Monday, October 3, 2016

Squatty Over the Potty?

     While perusing various headlines today, I came across an article concerning the negative effects of hovering over a toilet while trying to empty your bladder.  Scary stuff, indeed, and while I am not going to dispute the physical issues that can result from hovering, I would like to address another frightening aspect of this practice...droplets and sometimes full-on puddles of urine left on the seat for the next user.

     Sadly, I believe this is just another sign of our times.  We live in a day and age of selfishness and total disregard for others.  Hovering in and of itself is not a terrible act (that is if you squat properly so as not to cause harm to your bladder), but hoverers with any sense of decency should at least clean up their own mess instead of leaving it for the next unsuspecting user.
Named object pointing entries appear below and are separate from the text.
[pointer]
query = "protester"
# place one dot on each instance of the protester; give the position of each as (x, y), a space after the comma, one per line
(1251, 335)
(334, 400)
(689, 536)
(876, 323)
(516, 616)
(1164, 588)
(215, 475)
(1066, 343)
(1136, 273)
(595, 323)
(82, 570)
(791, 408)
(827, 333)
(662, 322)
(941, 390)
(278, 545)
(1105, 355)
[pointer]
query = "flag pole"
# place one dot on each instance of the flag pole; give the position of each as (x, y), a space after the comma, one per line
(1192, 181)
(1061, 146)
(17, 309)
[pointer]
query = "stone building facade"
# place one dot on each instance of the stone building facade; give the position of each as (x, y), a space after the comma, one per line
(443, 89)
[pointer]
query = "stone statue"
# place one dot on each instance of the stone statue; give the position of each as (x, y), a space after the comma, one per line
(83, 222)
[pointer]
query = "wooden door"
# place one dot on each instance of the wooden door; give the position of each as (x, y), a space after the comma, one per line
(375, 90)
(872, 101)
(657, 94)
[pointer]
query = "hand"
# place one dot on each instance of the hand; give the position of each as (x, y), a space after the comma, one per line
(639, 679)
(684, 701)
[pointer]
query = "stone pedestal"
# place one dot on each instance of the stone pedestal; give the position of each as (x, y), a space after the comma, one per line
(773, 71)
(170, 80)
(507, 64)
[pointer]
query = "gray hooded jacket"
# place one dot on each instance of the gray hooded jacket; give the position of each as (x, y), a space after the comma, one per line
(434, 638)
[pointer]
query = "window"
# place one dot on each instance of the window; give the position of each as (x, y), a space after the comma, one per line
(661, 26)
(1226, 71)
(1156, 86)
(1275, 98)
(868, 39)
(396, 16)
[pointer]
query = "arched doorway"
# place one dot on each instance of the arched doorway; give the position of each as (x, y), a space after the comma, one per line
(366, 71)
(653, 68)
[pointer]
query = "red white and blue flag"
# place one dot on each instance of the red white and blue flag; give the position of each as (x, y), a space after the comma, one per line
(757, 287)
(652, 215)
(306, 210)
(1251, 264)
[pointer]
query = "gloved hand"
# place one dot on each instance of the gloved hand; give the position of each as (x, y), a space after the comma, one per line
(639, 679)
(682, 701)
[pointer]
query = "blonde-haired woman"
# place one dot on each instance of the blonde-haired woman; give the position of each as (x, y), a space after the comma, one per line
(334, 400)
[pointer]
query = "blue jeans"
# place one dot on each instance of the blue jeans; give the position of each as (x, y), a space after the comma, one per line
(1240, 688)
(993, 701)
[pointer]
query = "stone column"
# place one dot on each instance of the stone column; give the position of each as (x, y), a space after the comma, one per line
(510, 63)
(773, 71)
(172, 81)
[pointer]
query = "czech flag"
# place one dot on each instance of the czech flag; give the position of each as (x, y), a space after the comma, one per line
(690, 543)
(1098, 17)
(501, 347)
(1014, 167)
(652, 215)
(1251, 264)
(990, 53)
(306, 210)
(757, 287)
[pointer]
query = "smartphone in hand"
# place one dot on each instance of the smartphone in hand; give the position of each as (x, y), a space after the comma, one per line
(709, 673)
     Alas, I can almost hear the cry of the guilty hoverer, "Eww! I'm not going to wipe that toilet seat.  God only knows who else may have peed on it!"  What? Have you thought for one moment about  those who are physically incapable of hovering? Should the physically impaired have to clean up after a selfish hoverer or squatter when faced with a desperate need to urinate? Don't all bladders matter?

     My answer to this entire dilemma is to follow one simple rule: Be Nice!  Yes, you heard me, be nice.  It's very simple; just think of others more than yourself.  Don't want to chance touching the germs left by your fellow hoverers as you clean your own mess? Understandable!  That's why stores sell these incredible things called gloves and sanitizing wipes.  Put some in a ziplock baggy and keep it in your purse just in case the need to hover happens while you are out-and-about.  Just think, with that one little act of kindness you can emerge from a public restroom with your head held high knowing you have contributed to the well-being of others.

     One last word before I go tend to my own nature call: If you, like me, are not a hoverer or squatter and are equally disgusted by the mess left by those who do choose to engage in such an act, I would suggest you also carry gloves and sanitizing wipes for those unfortunate times when you are faced with the disgusting result of your forerunner's mess from going squatty over the potty. Gotta go now...don't forget to wipe!